The Indian stock market has recently experienced a significant downturn after a period of trading within a narrow range. On April 7, 2025, benchmark Indian equity indices BSE Sensex and NSE Nifty50 crashed, recording one of their worst falls in the last four years. The Sensex plunged 3,939.68 points, or 5.22 per cent, to an intraday low of 71,425.01, while the Nifty50 plummeted 1,160.8 points, or 5.06 per cent, to an intraday low of 21,743.65. This event has triggered a debate among investors and analysts: Is this a temporary correction, or does it signal a deeper, more prolonged bear market? More importantly, does this crash present a good entry point for investors looking to capitalize on potentially undervalued stocks?
Several factors contributed to this recent market crash. Global cues played a significant role, with concerns over a potential recession in the US due to an escalating global trade war, especially the one triggered by US President Donald Trump's reciprocal tariffs. On April 7, the Sensex opened 3,914.75 points, or 5.19%, lower at 71,449.94, while the Nifty 50 began trading with a dip of 1,146.05 points, or 5.00%, at 21,758.40, witnessing its one of the biggest single-day fall in the history. Adding to the negative sentiment was the Pahalgam terror attack, which flared up tensions between India and Pakistan, weighing on market sentiment. Such geopolitical anxieties often lead to increased market volatility.
However, the Indian market possesses robust structural drivers that support a long-term bullish outlook.
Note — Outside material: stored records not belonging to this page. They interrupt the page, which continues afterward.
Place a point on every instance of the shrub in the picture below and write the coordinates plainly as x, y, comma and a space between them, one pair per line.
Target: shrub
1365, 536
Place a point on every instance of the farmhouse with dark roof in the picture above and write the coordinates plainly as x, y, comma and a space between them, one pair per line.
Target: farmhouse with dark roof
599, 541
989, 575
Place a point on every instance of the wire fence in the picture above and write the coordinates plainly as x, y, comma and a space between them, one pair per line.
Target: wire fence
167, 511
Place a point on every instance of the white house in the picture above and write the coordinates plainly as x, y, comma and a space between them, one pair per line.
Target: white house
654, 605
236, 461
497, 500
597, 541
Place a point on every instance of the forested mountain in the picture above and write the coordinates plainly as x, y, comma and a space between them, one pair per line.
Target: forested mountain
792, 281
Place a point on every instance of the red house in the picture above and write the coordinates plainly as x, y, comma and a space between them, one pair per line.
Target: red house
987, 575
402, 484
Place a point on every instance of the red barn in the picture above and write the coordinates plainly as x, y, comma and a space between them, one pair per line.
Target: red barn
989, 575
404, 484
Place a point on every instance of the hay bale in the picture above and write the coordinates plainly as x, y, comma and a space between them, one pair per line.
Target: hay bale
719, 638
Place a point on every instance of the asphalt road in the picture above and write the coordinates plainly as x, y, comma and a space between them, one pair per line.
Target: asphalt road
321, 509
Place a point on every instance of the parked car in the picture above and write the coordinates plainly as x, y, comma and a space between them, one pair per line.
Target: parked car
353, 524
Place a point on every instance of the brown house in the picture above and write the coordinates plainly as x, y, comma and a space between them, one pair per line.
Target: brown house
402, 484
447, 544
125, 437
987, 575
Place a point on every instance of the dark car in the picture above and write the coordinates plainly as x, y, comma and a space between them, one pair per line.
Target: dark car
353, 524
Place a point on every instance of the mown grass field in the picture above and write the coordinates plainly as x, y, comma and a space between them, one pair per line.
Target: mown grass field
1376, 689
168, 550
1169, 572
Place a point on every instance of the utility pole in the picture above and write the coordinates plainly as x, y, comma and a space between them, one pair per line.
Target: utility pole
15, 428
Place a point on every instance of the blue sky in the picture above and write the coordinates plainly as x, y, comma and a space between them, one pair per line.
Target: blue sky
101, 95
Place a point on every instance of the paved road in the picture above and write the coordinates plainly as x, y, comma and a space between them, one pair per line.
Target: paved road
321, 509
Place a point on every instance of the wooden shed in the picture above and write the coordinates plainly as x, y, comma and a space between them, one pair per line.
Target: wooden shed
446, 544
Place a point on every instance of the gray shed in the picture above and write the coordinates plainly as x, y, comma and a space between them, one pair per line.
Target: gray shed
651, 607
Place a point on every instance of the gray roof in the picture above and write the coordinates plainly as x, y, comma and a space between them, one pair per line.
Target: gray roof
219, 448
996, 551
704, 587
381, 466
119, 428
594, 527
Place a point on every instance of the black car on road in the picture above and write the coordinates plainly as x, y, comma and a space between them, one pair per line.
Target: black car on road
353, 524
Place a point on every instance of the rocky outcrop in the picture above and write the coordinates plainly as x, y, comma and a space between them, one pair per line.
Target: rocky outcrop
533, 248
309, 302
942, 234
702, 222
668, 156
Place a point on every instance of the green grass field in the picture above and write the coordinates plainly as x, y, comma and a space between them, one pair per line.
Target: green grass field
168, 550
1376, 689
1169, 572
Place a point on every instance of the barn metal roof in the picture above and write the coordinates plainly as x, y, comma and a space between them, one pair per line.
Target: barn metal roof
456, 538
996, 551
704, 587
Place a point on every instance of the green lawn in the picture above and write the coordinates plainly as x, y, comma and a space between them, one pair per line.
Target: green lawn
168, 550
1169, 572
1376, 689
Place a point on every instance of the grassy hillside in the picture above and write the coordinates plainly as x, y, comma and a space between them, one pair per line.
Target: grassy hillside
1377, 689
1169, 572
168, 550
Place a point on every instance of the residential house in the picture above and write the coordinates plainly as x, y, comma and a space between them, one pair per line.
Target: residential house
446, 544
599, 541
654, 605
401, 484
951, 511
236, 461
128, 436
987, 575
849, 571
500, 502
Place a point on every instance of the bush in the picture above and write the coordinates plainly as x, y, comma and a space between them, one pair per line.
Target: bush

A high savings rate, among the world's highest, continues to be supported by favorable demographics and urbanization, thus further strengthening domestic investment while reducing reliance on volatile capital flows. Indian household savings are projected to grow significantly in the coming years, with a substantial portion currently invested in property and gold, indicating promising potential for future equity inflows. Furthermore, India's relatively inward-focused economy is better positioned compared to more trade-dependent nations in a world of increasing tariffs.
From a technical analysis perspective, several tools can assist investors in identifying favorable entry points. Moving averages, MACD, and Bollinger Bands are commonly used to gauge market trends and volatility. Support and resistance levels help identify price points where a stock is likely to find buying or selling interest, respectively. Additionally, volume analysis can confirm the strength of price trends, with higher volume indicating more reliable movements.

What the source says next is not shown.